Hey, it’s cool. We locals can pause and mark time long enough to give you tourists a chance to catch up on Clint Holmes.

You might need time to fathom how a silly novelty song from 1972 can segue into Lukas Graham’s “7 Years,” and somehow blend together without so much as a snicker.

It’s the very reason why, when Holmes wrapped six years at Harrah’s Las Vegas nearly a decade ago, locals stole him.

It has been up to Holmes, a singer-showman who can’t be easily labeled, to sustain his out-of-town fame on cruise ships or in New York cabarets. We had him sewed up in suburban casinos or Cabaret Jazz at The Smith Center for the Performing Arts.

If tourists only wanted flying acrobats, locals reclaimed a bit of old-Vegas class with the energetic 70-year-old, who threads his own life story into inventive twists on standards or pop hits.

But now we have to give him back, to see if a long-shot return to the Strip can pay off. Holmes is sharing the newly remodeled Palazzo theater with “Baz — Star Crossed Love.”

Both shows are great fits for what they’ve done to the place, adding sofa seating, cocktail tables and stage extensions into the audience. And this one explores whether an older crowd abandoned in the nightclub explosion will resurface given the right magnet. (On this night, Priscilla Presley and Cindy Williams of “Laverne & Shirley” fame were at different tables, so hope springs eternal.)

The new venture does mandate a big dose of Clint Holmes 101. No more monthly musical themes or team-ups with other stars. But the trade-off is a dose of nostalgia for those who miss the Harrah’s days.

This one is probably closest to Holmes’ first year there, when he leaned more on familiar songs before getting established enough to add more autobiographical originals. The new one, “Between the Lines,” does include the piano-backed “1944” to tell the story of his parents’ mixed-race marriage, the jazz workout “At the Rendezvous” and the inspiring “If Not Now, When?”

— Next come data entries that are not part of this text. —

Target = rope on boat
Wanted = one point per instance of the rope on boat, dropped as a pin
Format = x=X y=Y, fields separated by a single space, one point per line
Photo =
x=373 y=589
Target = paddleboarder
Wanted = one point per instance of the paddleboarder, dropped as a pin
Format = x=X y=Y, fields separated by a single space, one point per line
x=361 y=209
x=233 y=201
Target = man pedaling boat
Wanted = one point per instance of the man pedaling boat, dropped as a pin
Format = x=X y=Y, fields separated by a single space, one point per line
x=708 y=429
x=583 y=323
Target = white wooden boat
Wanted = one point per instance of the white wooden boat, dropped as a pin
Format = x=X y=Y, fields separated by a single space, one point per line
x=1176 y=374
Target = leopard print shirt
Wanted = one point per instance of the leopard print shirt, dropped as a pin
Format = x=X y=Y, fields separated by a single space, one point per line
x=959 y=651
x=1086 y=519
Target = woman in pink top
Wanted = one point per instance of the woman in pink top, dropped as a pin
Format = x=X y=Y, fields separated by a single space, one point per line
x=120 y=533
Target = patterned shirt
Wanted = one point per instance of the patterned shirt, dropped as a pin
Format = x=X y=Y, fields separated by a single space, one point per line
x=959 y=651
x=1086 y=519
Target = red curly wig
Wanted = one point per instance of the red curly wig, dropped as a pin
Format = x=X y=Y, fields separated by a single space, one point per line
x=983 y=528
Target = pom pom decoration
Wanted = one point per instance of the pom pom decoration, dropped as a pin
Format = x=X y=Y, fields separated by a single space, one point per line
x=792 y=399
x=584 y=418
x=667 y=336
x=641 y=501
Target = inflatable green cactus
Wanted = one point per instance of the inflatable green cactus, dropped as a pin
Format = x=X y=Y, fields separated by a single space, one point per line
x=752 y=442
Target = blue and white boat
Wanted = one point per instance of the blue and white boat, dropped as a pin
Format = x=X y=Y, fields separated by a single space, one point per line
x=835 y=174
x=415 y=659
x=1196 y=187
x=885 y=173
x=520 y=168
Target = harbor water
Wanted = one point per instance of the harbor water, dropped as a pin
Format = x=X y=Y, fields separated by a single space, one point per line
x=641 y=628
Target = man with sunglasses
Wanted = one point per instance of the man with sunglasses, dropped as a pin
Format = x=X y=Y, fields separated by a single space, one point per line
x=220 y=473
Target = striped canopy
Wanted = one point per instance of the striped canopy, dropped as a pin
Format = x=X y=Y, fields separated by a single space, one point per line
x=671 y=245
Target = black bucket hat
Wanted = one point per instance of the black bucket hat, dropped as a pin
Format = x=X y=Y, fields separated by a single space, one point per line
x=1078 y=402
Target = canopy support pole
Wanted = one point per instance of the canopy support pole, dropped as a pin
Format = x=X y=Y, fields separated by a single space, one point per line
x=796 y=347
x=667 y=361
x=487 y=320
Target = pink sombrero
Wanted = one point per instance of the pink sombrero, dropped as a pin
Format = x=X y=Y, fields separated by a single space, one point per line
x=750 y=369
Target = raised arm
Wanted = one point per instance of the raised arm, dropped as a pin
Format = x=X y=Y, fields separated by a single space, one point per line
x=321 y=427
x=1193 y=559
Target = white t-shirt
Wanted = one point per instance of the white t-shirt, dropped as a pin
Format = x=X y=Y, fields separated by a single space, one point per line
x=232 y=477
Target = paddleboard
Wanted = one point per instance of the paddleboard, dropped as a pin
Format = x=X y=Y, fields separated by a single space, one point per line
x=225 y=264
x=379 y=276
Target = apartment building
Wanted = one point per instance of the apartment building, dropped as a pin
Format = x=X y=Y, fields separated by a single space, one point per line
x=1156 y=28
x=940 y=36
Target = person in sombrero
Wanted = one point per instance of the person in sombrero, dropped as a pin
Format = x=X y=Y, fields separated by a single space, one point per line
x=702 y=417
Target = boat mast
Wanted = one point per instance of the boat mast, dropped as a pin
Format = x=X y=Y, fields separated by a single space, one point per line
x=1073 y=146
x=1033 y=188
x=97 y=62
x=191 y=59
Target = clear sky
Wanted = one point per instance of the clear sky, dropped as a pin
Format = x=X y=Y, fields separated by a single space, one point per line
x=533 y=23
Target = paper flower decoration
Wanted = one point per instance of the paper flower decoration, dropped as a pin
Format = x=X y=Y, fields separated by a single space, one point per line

But creativity also comes out in the cover tunes, to the point where you hate to call them that. Early on, Holmes opens the door to his past with a respectable update of his only Top 40 hit, the campy “Playground in My Mind.” But a piano refrain of that children’s chorus, “My name is Michael … ” carries right into “7 Years.”

Holmes and his new stage foil, Cuban singer Noybel Gorgoy, shift in midsong to John Mayer’s “Daughters.” Later, the two park on stools for Ed Sheeran’s “Thinking Out Loud,” a lesson in Holmes’ interpretive skills. Gorgoy’s half makes you hear the radio melody, while Holmes makes you listen to the words.

It’s always cool for a younger crooner to respect his elders with the standards. It’s far riskier for an older guy to dive into more recent pop. But an atmospheric version of Snow Patrol’s “Chasing Cars” somehow works better than some of the oldies, including an odd version of “I Saw Her Standing There.”

That one is a reminder that when you swing for the fence, you sometimes whiff. Nobody really needed a smooth-jazz version of John Lennon’s “Imagine,” full of busy underpinnings, either.

But again, we locals know there will be hits and misses, because Holmes is a restless musical adventurer, and that’s part of the charm.

Adults who still enjoy a night out should take time to discover it for themselves.